1980 detective novel by Ngaio Marsh

Photo Finish (novel) is a detective novel by Ngaio Marsh; it is the thirty-first, and penultimate, novel to feature Roderick Alleyn, and was first published in 1980. Set in a millionaire's island mansion on a lake in New Zealand's South Island, it is the last of Ngaio Marsh's four New Zealand set novels - the others being Vintage Murder (1937), Colour Scheme (1943) and Died in the Wool (1945).

==Plot summary==

Inspector Alleyn and his wife, the painter Agatha Troy, are invited to the luxury home of millionaire Montague V Reece, newly built on a lake in New Zealand's South Island for his mistress, the international opera star Isabella Sommita. Alleyn's commission is to investigate and stop the activities of a masked paparazzo who has been persecuting Sommita with unauthorised, unflattering photos published under the name of 'Strix'. Troy is commissioned to paint the diva's portrait.

An extended house party gathers for the world premiere of a new opera 'The Alien Corn', based on the biblical Ruth story and featuring La Sommita's famous high note A 'in alt', composed by a handsome young composer. La Sommita scooped up this composer as her latest lover. She lacks the judgement and taste to see that the opera is no good.

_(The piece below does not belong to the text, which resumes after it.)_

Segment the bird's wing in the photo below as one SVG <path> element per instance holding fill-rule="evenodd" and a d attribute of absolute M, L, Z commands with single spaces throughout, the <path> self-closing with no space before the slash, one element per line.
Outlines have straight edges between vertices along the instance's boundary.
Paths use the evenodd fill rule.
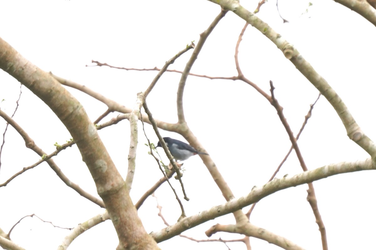
<path fill-rule="evenodd" d="M 180 143 L 174 143 L 174 144 L 176 145 L 176 147 L 179 149 L 185 150 L 195 153 L 198 152 L 197 150 L 192 146 L 183 142 L 180 142 Z"/>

"Corn is right", as her longtime vocal coach Signor Lattienzo comments. The premiere is an embarrassing fiasco and La Sommita is found dead in her bedroom, stabbed through the heart with a photo of herself impaled on the dagger.

==Reception==
Newgate Callendar (pseudonym for Harold C. Schonberg} in The New York Times was impressed that Marsh wrote so well, though having already turned 80. Of this novel, he said "Part of the solution has elements of the old locked-door problem. Characterizations are, as always, sharply drawn, and there is a great deal of quiet humor. Photo Finish is a book that should make all readers happy."

==Background ==
Marsh biographer Joanne Drayton quotes TV presenter Max Cryer reporting that Marsh told him in an interview at the time of the novel's publication, that the character of Isabella Sommita was inspired by Maria Callas.